Consider a minimax game between a data pre-processor $G$ and a discriminative decision maker $H$.

$H$ want to discriminate people from protected label, but as a decision maker, he must

* Use only the data processed by $G$
* Not get a too bad prediction

On the other side $G$ want to pre-process the data so that $H$ can not discriminate it easily among the restriction mentioned above. We add a further restriction that $G$ can not use the protected labels, but he may access other similiar data with them. Therefore in the whole process of decision making, we never use protected labels. We can then write this game as:

$$ \min_G \max_H \text{Loss}\{cov[e(X), H(G(X))]\} + \text{Acc}\{H(G(X))\} $$

Where here e(X) is the propensity score estimated using other similiar data, here we assume it will not change under the minimax game. As we mentioned before, $cov[e(X), H(G(X))]$ is a measure of the fairness of $H$ under statistical parity. Then the `Loss` is an arbitrary loss and `ACC` a measure of accuracy of $H$. Here we use 2-norm for the loss and negetive cross-entropy for the accuracy.

We can train this adversarial learning problem as step optimization as below:

For $G$ it do:
$$ \min_G || cov[e(X), H(G(X))] ||^2 $$

Then for $H$ it do:
$$ \max_H \lambda || cov[e(X), H(G(X))] ||^2 + E[Y\log(H(G(X))) + (1-Y)\log(1 - H(G(X)))]$$

We use this idea to do experiments as below: (data from [UCI Machine Learning Repo: default of credit card clients Data Set](https://archive.ics.uci.edu/ml/datasets/default+of+credit+card+clients))

In [5]:
import tensorflow as tf
from tensorflow import keras
import numpy as np
import pandas as pd

import matplotlib.pyplot as plt
import matplotlib.gridspec as gridspec

%matplotlib inline
plt.rcParams['figure.figsize'] = (10.0, 8.0) # set default size of plots
plt.rcParams['image.interpolation'] = 'nearest'
plt.rcParams['image.cmap'] = 'gray'

In [2]:
xls = pd.ExcelFile("../data/credit_default.xls")
data = xls.parse('Data', skiprows=1, index_col=None)
data = np.asarray(data)[:,1:]
default = data[:,-1]
sex = data[:,1]
credit = np.delete(data,[1,23],axis=1)

### First, we standardized the data and split to three sets:

In [105]:
import sklearn.model_selection as sk

credit_mean = np.mean(credit, axis=0)
credit_std = np.std(credit, axis=0)
credit = (credit - credit_mean) / credit_std

credit_train, credit_test, label_train, label_test = sk.train_test_split( credit,
                                                                          np.vstack([sex,default]).T,
                                                                          test_size=0.5,
                                                                          random_state=42 )
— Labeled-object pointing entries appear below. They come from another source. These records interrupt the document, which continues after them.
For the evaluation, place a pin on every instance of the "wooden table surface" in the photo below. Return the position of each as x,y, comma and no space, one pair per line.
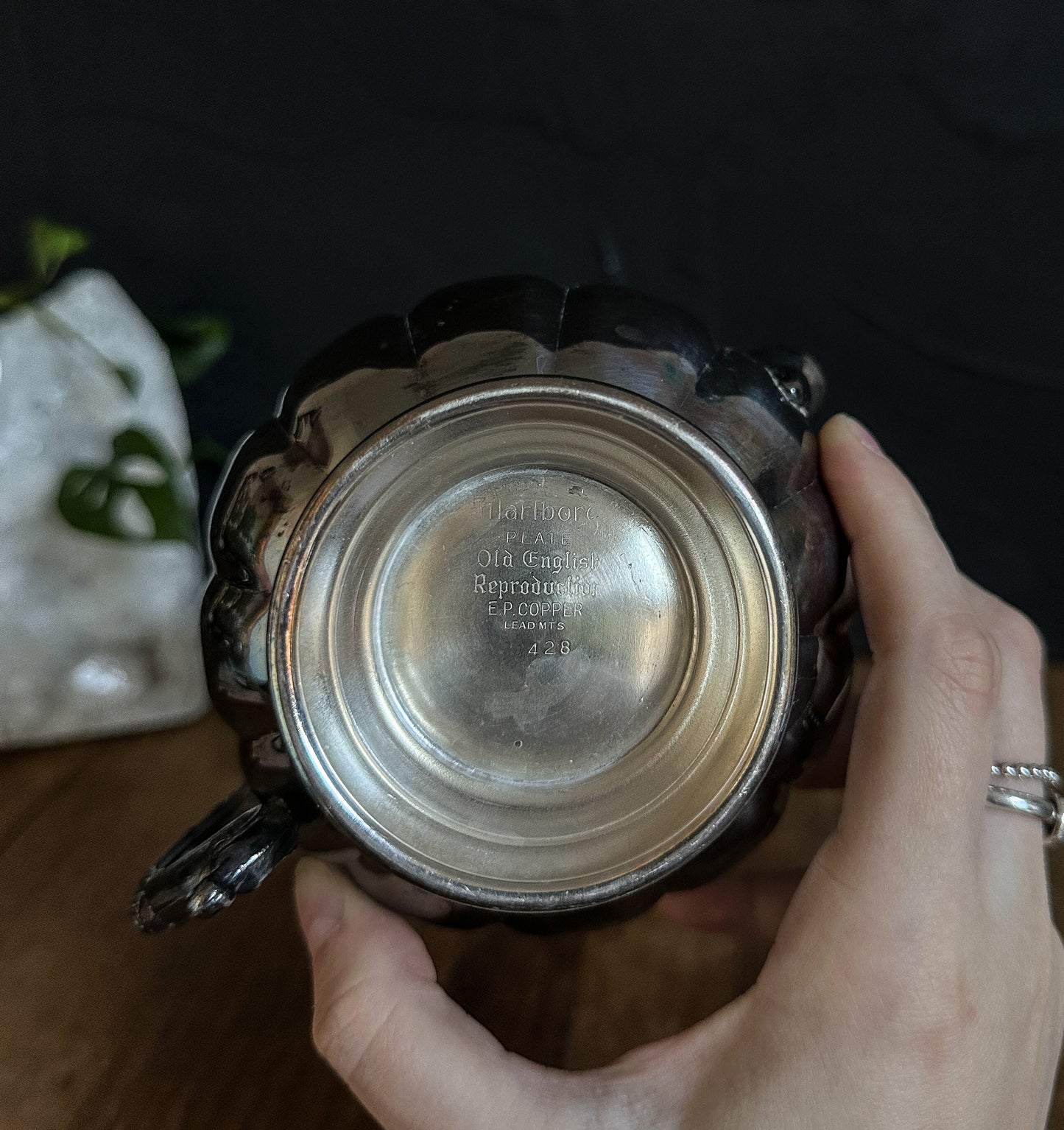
208,1026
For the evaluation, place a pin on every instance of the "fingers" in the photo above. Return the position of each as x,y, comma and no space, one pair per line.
923,734
1011,846
748,904
410,1054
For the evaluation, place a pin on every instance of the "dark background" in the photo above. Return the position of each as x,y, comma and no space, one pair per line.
878,183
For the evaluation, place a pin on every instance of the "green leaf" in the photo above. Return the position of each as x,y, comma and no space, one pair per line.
208,450
196,343
143,478
49,245
15,294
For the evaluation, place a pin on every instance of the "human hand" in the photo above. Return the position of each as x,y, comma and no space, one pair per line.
916,978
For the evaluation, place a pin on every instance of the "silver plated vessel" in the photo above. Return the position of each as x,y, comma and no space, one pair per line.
526,605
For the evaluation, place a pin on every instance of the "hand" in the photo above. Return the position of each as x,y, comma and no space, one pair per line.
916,979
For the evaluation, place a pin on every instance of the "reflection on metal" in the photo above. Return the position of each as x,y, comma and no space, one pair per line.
539,590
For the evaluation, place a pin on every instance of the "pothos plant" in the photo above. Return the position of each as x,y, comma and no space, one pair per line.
89,496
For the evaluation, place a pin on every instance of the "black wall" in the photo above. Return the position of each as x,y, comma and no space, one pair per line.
879,183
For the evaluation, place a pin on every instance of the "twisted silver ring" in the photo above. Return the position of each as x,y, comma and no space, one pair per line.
1049,808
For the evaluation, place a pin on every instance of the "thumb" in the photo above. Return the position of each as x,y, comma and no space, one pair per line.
406,1051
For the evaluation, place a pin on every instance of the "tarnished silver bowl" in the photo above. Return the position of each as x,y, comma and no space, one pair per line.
526,606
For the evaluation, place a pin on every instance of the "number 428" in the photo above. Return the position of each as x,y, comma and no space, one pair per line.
550,648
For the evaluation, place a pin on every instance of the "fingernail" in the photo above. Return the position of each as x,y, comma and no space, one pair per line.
319,901
864,435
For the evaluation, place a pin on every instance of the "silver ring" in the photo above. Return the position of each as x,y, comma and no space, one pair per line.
1049,808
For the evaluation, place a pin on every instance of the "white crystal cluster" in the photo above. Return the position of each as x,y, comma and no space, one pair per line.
97,635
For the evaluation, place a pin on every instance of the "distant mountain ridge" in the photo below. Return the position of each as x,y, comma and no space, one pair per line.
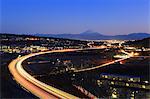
90,35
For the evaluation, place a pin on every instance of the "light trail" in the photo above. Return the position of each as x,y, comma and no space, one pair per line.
35,86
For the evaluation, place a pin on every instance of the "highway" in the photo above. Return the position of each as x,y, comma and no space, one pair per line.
37,87
33,85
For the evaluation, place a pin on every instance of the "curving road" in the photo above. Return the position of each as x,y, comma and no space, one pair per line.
37,87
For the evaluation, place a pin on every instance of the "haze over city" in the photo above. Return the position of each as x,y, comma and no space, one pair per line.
109,17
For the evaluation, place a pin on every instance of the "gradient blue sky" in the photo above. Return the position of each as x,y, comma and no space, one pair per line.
108,17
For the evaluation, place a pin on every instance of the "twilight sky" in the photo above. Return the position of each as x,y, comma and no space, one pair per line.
108,17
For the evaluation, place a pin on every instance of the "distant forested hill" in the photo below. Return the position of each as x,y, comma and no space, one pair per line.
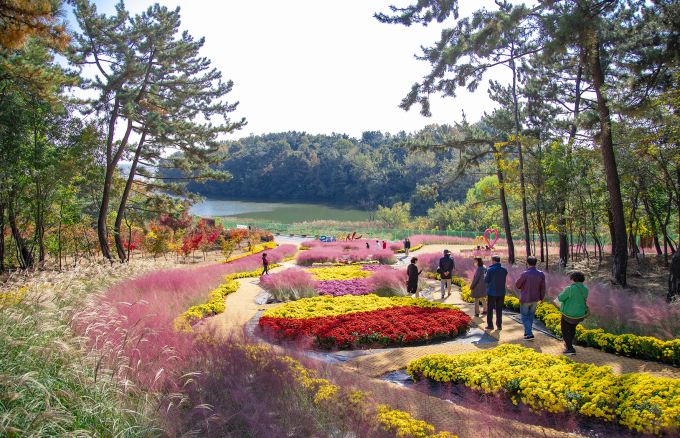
302,167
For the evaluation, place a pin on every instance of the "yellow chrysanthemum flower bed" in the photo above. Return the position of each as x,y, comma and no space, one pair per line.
626,345
254,250
12,297
332,306
339,273
342,402
216,304
556,384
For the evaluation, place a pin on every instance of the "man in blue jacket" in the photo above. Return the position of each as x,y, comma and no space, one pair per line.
495,292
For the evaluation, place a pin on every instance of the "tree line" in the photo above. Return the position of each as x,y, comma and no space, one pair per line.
298,166
60,180
585,134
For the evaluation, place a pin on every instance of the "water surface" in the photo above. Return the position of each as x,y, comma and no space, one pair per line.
282,212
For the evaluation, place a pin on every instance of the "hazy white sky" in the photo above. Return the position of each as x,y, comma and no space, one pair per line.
320,66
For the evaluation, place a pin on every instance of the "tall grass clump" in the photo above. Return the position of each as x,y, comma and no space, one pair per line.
51,384
291,284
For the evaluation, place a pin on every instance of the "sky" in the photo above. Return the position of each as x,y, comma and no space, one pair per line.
321,67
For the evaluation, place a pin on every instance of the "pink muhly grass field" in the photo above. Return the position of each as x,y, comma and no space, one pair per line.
353,244
289,284
388,282
137,332
335,255
336,288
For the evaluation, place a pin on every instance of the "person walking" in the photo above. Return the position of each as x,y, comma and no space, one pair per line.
413,273
265,264
495,292
574,309
445,271
532,290
478,287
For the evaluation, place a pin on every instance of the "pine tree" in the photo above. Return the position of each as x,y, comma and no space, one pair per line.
153,82
592,30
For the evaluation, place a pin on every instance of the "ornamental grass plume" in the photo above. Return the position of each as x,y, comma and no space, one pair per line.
52,384
388,283
424,239
290,284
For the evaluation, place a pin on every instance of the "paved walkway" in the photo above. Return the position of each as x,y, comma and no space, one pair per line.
513,333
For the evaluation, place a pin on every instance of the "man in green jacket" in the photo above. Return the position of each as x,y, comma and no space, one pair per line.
574,309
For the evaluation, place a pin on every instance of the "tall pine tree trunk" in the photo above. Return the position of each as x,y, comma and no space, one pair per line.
562,221
674,278
123,202
2,237
527,242
111,164
613,184
23,253
504,209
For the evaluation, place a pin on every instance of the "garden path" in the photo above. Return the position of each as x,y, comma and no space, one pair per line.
513,332
441,414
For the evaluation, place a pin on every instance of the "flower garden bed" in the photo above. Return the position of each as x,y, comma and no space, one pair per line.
641,347
351,321
556,384
335,280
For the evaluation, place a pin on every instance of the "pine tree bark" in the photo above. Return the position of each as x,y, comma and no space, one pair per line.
613,184
527,242
504,209
674,278
2,237
111,164
120,248
562,221
23,253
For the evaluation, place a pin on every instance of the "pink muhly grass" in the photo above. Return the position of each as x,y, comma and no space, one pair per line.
289,284
336,288
388,283
335,255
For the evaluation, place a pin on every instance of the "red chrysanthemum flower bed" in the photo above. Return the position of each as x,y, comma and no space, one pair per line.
394,325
credit_train, credit_val, label_train, label_val = sk.train_test_split(credit_train, 
                                                                       label_train, 
                                                                       test_size=0.1, 
                                                                       random_state=42)
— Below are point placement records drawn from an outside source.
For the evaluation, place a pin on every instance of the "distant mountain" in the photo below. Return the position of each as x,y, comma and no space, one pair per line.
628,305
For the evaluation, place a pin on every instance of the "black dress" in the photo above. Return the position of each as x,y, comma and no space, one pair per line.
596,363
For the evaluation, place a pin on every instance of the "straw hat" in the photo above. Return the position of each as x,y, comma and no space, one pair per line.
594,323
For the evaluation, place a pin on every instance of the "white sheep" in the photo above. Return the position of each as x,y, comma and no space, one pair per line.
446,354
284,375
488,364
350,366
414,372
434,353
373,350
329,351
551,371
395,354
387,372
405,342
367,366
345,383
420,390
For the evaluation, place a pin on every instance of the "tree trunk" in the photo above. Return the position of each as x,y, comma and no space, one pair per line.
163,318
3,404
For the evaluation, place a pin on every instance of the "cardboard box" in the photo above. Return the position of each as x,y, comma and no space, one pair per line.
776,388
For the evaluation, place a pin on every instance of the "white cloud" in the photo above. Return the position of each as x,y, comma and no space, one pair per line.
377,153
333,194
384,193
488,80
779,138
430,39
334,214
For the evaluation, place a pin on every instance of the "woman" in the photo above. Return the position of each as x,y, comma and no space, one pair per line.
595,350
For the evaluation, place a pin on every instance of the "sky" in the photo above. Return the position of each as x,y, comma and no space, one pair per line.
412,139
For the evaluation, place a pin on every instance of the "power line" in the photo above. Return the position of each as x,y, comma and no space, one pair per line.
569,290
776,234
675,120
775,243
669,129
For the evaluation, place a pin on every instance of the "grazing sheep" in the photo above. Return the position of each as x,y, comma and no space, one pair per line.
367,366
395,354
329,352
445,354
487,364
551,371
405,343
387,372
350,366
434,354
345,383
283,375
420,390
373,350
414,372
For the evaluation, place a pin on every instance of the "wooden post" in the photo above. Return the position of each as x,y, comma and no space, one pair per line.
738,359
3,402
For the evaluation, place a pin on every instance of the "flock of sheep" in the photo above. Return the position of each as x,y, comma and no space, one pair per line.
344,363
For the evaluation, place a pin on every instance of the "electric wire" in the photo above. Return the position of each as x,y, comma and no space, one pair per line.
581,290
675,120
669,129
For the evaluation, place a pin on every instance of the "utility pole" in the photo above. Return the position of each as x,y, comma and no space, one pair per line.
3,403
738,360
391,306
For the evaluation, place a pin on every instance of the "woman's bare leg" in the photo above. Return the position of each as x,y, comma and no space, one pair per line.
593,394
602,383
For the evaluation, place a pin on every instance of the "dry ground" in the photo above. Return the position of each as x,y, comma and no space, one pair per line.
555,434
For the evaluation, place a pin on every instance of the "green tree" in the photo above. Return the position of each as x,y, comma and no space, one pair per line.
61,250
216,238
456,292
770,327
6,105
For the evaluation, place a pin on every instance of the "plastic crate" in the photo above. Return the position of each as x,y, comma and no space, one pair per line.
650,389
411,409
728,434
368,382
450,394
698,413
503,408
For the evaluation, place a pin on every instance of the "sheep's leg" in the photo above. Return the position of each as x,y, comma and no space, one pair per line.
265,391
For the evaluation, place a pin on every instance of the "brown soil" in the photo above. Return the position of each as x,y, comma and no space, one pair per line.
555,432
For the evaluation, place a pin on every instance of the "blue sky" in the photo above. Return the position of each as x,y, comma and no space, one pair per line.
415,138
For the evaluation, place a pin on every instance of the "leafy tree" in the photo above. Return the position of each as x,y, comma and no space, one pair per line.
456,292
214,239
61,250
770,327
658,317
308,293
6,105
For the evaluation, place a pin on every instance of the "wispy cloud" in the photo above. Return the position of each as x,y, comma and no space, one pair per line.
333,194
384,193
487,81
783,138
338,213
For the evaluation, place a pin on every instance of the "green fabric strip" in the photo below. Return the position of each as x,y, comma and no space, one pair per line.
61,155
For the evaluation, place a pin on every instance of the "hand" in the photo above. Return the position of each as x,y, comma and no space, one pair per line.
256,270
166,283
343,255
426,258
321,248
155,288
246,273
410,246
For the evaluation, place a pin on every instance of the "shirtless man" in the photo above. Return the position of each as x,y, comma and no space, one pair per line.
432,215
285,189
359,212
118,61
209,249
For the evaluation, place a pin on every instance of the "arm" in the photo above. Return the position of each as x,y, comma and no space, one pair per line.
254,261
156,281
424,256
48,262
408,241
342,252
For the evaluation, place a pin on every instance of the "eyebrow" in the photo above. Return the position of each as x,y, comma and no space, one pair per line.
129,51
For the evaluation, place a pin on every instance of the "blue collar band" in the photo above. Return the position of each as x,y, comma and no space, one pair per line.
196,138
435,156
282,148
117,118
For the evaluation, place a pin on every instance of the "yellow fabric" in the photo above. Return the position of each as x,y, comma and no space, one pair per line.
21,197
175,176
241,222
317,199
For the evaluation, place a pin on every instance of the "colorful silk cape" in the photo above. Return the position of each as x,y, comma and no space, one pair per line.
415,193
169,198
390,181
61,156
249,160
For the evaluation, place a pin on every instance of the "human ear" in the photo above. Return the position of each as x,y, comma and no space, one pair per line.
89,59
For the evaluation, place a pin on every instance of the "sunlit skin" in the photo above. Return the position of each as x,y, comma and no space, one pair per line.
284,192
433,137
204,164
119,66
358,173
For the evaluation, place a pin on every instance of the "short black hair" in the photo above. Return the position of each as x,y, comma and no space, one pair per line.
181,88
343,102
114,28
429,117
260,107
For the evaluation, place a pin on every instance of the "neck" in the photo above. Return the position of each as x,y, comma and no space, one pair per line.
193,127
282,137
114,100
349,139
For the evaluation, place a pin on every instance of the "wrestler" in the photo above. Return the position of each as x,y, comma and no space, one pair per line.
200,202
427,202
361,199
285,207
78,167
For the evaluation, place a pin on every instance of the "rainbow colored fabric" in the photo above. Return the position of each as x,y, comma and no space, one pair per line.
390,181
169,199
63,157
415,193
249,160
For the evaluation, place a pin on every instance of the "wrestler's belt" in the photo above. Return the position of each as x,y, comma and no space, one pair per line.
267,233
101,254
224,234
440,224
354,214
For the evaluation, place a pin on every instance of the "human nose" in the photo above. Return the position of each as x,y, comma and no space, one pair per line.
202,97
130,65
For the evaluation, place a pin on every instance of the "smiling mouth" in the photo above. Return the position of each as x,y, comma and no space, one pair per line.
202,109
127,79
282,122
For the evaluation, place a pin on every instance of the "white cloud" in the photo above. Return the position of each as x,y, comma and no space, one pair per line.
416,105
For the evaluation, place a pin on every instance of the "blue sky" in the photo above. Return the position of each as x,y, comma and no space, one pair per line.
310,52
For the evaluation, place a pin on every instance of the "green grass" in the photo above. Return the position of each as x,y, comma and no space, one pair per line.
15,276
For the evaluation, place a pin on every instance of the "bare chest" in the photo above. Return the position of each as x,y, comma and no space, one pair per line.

credit_test, credit_dis, label_test, label_dis = sk.train_test_split(credit_test, 
                                                                       label_test, 
                                                                       test_size=0.66, 
                                                                       random_state=42)

print(credit_dis.shape, credit_train.shape, credit_test.shape)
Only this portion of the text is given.